Existe uma triste regra no mundo das comunicações, mas que infelizmente é infalível. Quer vender algo, coloque uma mulher branca e bonita pra vender. Não adianta querer ser politicamente correto, revolucionário, etc. Na hora de fazer as contas, o que vai dar mais lucro é aquilo que a Malu Mader está vendendo, não o que a Valéria Valenssa empurra.
Pode ver as capas de revista. Só se encontra uma negona sacudida na capa da Raça. Mesmo as mulé que não são assim arianas são aceitas apenas se forem disfarçáveis como brancas – tipo Camila Pitanga, Juliana Paes. A Playboy coloca qualquer BBBéia na capa, mas não paga milhões pras atrizes "afrodescendentes" que surgem nas novelas agora. Nem milhinhos. Diz a lenda que a capa com a Isabel Fillardis foi um fiasco, por mais linda e popozuda que ela era.
Marcel me contava as histórias do irmão dele, que trabalha na Lever. Eles até tentam inovar, fazer coisas novas, mas não passa do teste com as usuárias; elas não conseguem admitir uma mina com um ou dois pés na senzala vendendo Lux Luxo.
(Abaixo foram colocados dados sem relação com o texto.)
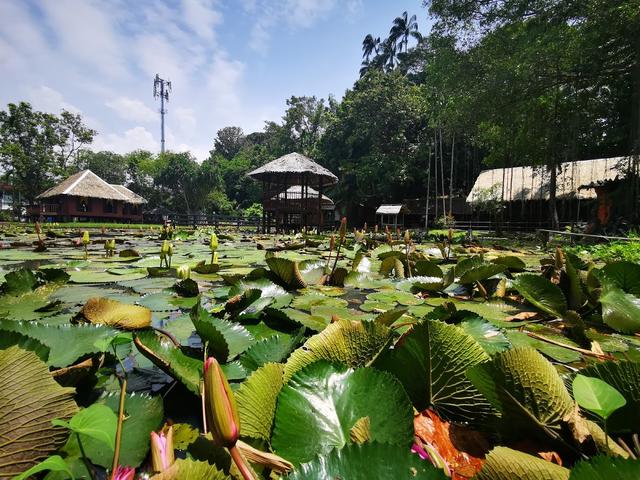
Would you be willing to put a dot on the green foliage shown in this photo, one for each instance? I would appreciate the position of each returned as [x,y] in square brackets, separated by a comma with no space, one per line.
[371,460]
[503,463]
[320,404]
[430,361]
[597,396]
[31,399]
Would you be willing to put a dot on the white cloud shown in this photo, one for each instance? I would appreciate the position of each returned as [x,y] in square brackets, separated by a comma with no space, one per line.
[201,17]
[133,139]
[132,109]
[49,100]
[304,13]
[297,14]
[86,31]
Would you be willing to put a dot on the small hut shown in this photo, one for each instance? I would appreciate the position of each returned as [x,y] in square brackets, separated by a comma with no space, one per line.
[392,215]
[85,196]
[292,192]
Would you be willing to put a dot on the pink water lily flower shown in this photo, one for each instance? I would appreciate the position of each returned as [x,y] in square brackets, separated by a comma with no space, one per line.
[125,473]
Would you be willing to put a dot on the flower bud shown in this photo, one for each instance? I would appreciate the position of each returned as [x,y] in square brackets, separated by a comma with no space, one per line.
[162,455]
[220,406]
[184,272]
[213,242]
[124,473]
[343,229]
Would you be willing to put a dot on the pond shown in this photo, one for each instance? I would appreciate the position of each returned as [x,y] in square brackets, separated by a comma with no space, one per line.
[345,355]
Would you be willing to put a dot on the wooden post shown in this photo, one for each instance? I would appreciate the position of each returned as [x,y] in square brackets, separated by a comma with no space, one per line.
[320,219]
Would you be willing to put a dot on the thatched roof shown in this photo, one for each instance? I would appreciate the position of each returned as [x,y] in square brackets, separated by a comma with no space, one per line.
[294,163]
[295,193]
[133,197]
[88,184]
[532,183]
[391,209]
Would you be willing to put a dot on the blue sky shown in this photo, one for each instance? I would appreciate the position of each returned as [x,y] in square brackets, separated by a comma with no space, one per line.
[231,62]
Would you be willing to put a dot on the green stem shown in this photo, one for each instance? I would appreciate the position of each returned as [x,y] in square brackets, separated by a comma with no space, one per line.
[240,462]
[86,461]
[116,453]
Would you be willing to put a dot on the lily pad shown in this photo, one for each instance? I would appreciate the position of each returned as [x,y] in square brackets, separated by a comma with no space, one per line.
[318,407]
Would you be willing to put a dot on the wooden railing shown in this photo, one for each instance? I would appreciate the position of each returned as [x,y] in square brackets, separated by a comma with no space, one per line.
[205,220]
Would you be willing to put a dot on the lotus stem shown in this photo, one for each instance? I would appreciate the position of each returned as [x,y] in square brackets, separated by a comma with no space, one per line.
[240,462]
[86,461]
[116,452]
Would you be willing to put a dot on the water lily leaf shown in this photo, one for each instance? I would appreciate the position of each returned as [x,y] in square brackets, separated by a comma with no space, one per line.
[392,266]
[541,293]
[624,377]
[191,469]
[352,343]
[313,322]
[95,424]
[621,311]
[66,343]
[363,280]
[575,294]
[287,272]
[367,461]
[605,467]
[7,339]
[556,352]
[29,400]
[187,288]
[626,275]
[305,302]
[430,361]
[54,463]
[503,463]
[597,396]
[226,339]
[105,311]
[427,268]
[170,359]
[256,399]
[19,281]
[273,349]
[513,263]
[527,391]
[143,415]
[480,272]
[93,276]
[486,334]
[321,403]
[395,296]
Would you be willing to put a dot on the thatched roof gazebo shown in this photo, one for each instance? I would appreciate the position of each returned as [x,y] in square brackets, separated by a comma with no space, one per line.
[85,195]
[292,192]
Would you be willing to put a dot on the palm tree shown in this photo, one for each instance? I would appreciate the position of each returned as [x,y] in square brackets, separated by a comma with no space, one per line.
[387,56]
[369,46]
[403,28]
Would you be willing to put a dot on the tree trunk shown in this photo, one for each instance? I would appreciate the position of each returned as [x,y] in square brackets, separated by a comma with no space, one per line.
[553,207]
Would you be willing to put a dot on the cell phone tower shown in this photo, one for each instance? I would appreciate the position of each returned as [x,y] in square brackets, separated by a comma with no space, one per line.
[161,89]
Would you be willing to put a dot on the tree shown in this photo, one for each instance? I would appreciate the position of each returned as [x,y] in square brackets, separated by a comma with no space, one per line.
[375,141]
[109,166]
[36,146]
[187,184]
[229,141]
[369,46]
[404,27]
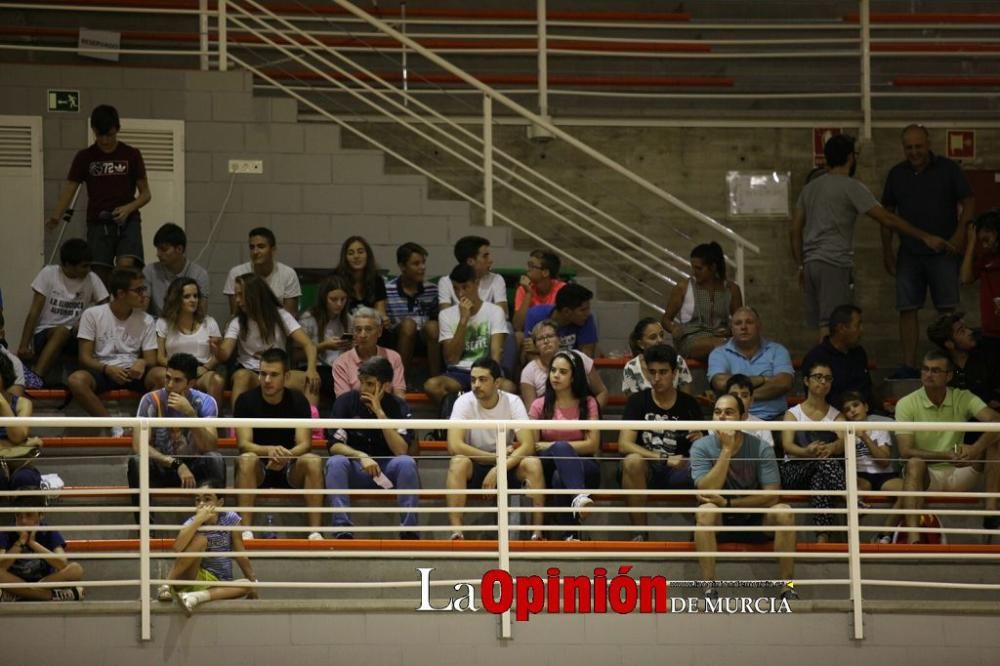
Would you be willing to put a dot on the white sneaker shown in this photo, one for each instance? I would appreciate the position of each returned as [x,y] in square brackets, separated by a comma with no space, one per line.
[581,506]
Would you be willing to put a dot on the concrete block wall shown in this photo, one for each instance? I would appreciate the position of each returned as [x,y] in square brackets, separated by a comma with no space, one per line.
[313,193]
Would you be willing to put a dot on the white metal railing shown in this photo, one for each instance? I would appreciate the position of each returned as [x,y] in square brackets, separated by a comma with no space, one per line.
[504,552]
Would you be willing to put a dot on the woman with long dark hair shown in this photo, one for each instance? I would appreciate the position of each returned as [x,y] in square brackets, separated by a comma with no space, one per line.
[183,327]
[357,266]
[260,324]
[568,455]
[698,310]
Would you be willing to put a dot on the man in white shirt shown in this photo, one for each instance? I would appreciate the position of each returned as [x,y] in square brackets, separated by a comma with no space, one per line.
[281,278]
[60,295]
[474,251]
[473,451]
[469,331]
[117,345]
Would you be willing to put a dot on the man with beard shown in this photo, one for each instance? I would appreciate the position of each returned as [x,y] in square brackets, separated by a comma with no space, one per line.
[822,232]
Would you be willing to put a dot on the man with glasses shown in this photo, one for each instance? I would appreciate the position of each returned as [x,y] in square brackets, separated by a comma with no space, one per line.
[823,231]
[933,194]
[538,286]
[938,461]
[117,346]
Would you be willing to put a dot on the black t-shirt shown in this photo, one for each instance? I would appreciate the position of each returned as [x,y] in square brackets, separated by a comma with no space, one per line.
[293,405]
[369,440]
[642,407]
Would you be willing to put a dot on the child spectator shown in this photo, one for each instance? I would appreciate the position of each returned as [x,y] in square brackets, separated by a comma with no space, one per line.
[61,294]
[31,536]
[200,534]
[357,266]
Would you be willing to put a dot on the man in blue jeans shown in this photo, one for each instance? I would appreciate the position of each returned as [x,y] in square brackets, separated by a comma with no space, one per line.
[368,458]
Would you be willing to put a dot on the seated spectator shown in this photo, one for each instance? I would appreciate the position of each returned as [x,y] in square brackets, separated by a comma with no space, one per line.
[635,377]
[261,324]
[367,326]
[276,457]
[938,461]
[369,458]
[473,452]
[742,388]
[876,471]
[538,286]
[14,474]
[358,268]
[568,455]
[765,362]
[201,534]
[117,346]
[412,306]
[184,328]
[179,457]
[474,251]
[814,458]
[470,331]
[536,373]
[733,460]
[577,325]
[974,365]
[60,295]
[31,536]
[841,351]
[171,246]
[328,325]
[282,279]
[981,261]
[699,308]
[657,458]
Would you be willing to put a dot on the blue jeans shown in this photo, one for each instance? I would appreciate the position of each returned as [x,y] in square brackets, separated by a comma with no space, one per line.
[344,473]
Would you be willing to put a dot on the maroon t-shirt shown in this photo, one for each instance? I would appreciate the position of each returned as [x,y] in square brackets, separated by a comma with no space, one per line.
[110,177]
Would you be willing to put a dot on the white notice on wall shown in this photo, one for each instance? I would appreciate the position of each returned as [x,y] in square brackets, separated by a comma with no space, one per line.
[758,193]
[99,44]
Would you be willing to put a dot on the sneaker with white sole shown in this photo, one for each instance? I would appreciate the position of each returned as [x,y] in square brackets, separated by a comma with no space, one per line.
[581,506]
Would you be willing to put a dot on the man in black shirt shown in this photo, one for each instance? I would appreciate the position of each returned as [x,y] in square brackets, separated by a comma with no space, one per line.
[369,458]
[657,458]
[276,457]
[842,352]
Também não compreendem propagandas surreais, ou que exijam mais raciocínio, mas demoram a captar isso; a negritude, no entanto, é repelida imediatamente, e sem que elas sequer se dêem conta do que estão fazendo.
No fim do mês passado, quando estava fechando a edição de fevereiro da Jungle, eu fiz um desafio pro chefinho Juliano: a gente tem que colocar uma mulher branca e bonita na capa.
Talvez porque é uma revista distribuída gratuitamente, talvez porque esteja na Inglaterra. Mas provavelmente porque as pautas que os editores acham que tem a ver com a revista são socialmente conscientes e nos levam a isso. O fato é que, nesse ano que eu sou diretor de arte da Jungle, das onze capas que eu fiz, nada menos que cinco (Seu Jorge, Gilberto Gil, Robinho, Funk Carioca e, agora, Afroreggae) são de homens, e,ainda pior, negros! Ou seja, exatamente o contrário do que se recomenda. O mais perto que chegamos de uma mulher branca e bonita na capa foi na edição do Brasil na França, que eu coloquei um desenho de uma mulher belle époque na capa.
Eu comecei a campanha pela mulher branca e bonita na capa mais de brincadeira, porque achei amusing quando me dei conta da acumulação de melanina nas capas da Jungle. Depois que levantei a questão, descobri que os distribuidores tinham a mesma opinião. Essa semana, uma cliente disse que não queria distribuir a revista em sua loja. Que a gente só passava uma idéia de um Brasil pobre, colocando esse monte de preto na capa, e que o Brasil que ela vende é um Brasil bonito, nada dessas misérias que a gente divulga.
É tão triste quando a gente descobre que as regras silenciosas da Abril estão certas, no fim das contas.